Bush welcomes NATO's new seven
WASHINGTON (CNN) -- U.S. President George W. Bush has formally welcomed the addition of seven new members to the NATO alliance during a ceremony Monday.
But the inclusion of former communist Bulgaria, Estonia, Latvia, Lithuania, Romania, Slovakia and Slovenia in the North Atlantic Treaty Organization is raising concerns in Moscow.
Bush said: "When NATO was founded the peoples of these seven nations were captives to an empire... They endured bitter tyranny and struggled for their independence.
"They earned their freedom with courage and perseverance, and today they stand with us as full and equal partners in this great alliance."
The 55-year-old alliance was originally set up by the West to counter the Soviet Union's military might during the Cold War.

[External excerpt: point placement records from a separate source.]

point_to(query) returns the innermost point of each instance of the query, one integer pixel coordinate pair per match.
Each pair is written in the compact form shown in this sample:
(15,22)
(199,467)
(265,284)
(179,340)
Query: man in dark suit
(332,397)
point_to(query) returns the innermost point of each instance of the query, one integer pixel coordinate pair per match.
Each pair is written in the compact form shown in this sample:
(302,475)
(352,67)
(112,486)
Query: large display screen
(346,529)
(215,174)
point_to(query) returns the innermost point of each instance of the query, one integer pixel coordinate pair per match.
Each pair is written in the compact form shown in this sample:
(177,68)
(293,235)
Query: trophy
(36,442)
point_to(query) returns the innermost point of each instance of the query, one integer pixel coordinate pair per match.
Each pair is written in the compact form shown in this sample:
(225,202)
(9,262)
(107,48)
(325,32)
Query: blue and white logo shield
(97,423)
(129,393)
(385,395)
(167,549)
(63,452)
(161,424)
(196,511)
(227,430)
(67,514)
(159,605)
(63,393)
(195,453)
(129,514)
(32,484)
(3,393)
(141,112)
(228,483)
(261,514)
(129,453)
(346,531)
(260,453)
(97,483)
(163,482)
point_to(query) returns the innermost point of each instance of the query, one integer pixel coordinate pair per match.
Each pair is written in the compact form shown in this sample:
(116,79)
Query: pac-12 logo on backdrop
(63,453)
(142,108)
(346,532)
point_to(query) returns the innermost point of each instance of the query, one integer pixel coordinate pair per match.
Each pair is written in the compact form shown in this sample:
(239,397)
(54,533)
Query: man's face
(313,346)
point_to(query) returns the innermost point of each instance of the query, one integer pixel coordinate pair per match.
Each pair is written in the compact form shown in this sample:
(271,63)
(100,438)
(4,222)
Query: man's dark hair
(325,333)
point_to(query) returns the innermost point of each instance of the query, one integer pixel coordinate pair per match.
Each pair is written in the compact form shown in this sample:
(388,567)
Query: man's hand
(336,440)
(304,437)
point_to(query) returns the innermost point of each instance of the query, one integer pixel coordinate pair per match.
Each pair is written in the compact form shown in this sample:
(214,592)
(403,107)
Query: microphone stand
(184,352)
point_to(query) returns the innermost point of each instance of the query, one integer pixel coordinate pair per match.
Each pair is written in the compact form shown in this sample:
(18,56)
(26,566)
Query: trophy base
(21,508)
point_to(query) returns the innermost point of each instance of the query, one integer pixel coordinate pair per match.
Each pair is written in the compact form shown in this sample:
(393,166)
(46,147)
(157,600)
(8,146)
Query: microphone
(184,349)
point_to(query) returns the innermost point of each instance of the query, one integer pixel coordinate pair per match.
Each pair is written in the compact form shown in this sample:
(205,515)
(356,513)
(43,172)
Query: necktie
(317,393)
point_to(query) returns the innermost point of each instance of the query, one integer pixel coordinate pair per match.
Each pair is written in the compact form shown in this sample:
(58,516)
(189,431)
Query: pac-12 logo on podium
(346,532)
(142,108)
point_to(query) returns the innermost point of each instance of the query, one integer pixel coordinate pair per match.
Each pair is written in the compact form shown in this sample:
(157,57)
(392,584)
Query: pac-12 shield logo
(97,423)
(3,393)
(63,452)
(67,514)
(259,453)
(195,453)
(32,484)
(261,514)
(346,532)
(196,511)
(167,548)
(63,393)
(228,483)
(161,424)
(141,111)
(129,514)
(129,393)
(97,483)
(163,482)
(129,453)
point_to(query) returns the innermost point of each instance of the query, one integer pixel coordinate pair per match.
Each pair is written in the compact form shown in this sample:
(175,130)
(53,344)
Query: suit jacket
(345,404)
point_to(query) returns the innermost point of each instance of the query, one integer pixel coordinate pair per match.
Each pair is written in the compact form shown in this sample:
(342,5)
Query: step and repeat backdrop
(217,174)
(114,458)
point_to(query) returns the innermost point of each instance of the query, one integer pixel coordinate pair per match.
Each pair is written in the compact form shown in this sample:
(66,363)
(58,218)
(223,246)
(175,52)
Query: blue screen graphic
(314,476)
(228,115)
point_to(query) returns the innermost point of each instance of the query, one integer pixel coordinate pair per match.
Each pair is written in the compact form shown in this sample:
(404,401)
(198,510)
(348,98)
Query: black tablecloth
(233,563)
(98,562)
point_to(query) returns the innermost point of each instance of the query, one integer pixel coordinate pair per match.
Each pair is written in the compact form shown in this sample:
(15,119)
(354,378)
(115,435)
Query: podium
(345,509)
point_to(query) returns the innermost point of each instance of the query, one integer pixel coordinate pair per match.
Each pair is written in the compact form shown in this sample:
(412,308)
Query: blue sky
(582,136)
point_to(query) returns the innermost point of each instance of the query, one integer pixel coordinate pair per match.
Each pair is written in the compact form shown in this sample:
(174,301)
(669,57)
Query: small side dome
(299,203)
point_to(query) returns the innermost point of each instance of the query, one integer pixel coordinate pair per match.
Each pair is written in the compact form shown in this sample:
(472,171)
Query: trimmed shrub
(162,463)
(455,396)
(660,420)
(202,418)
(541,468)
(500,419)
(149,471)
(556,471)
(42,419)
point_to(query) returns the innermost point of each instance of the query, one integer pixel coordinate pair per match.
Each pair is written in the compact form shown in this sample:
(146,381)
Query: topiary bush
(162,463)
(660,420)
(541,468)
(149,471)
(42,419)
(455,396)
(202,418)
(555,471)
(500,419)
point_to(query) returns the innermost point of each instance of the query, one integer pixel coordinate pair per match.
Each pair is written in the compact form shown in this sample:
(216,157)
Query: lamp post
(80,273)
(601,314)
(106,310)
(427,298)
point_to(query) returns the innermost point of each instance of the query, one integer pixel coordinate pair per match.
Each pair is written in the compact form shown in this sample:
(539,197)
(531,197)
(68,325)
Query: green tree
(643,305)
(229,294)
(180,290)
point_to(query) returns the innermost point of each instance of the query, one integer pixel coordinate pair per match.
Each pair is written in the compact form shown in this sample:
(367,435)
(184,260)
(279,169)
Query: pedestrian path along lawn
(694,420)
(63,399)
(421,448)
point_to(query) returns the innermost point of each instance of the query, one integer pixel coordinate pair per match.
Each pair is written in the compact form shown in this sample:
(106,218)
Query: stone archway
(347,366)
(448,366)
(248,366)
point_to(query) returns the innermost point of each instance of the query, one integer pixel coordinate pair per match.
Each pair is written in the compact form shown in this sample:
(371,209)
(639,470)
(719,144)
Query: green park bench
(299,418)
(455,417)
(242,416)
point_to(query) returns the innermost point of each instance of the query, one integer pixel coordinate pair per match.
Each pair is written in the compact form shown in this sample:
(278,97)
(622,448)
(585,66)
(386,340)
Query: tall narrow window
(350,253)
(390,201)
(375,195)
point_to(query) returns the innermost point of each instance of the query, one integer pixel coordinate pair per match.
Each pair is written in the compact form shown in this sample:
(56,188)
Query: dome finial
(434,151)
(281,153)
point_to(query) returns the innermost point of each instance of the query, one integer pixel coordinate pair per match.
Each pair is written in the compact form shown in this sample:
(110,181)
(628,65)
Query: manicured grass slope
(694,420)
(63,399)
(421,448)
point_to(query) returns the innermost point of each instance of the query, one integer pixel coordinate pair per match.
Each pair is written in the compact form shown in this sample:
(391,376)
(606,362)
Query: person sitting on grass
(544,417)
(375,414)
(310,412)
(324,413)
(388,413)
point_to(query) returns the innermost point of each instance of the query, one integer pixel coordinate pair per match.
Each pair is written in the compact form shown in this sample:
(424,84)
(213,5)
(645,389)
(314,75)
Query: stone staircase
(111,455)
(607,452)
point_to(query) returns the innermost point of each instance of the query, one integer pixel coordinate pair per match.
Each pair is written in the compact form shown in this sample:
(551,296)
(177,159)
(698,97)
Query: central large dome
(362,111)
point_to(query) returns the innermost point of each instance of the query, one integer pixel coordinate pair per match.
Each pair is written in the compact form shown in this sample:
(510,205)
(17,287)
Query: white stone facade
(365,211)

NATO's expansion to the Baltic states of Latvia, Estonia and Lithuania has raised concerns in Russia. All three nations were Soviet republics and hosted Red Army troops barely 15 years ago.
Russian Defense Minister Sergei Ivanov said in a magazine interview last week that Moscow might revise its defense policy unless the alliance revises its military doctrine.
And Konstantin Kosachyov, the head of the international affairs committee of Russia's parliament, told the Russian news agency Interfax on Monday that NATO "has recently been making steps that are unfriendly to Russia."
NATO has tried to convince Moscow the expansion is not directed at Russia, but NATO Secretary-General Jaap de Hoop Scheffer, who was at the White House for Monday's ceremony, told CNN much needed to be done to strengthen NATO-Russian ties.
"We need, in the interests of NATO and in the interests of Russia, a strong partnership, which means that we not only discuss the easy things but also the harder nuts to crack in that relationship," he said.
U.S. Secretary of State Colin Powell said Monday the threats that brought the allies together in 1949 have changed, but "no less ominous" dangers remain.
"We still live in a dangerous world, where our enemies seek not only the death of multitudes, but the death of liberty itself," Powell said.
"They will not succeed, for we stand united in the global war against terrorism -- war that compels the resistance of all free peoples, and must be won by free peoples, together, in an alliance."
NATO was established on April 4, 1949 by 12 nations: Belgium, Canada, Denmark, France, Iceland, Italy, Luxembourg, Netherlands, Norway, Portugal, United Kingdom and the United States. Three other one-time Warsaw Pact members -- Hungary, Poland and the Czech Republic -- joined NATO in 1999.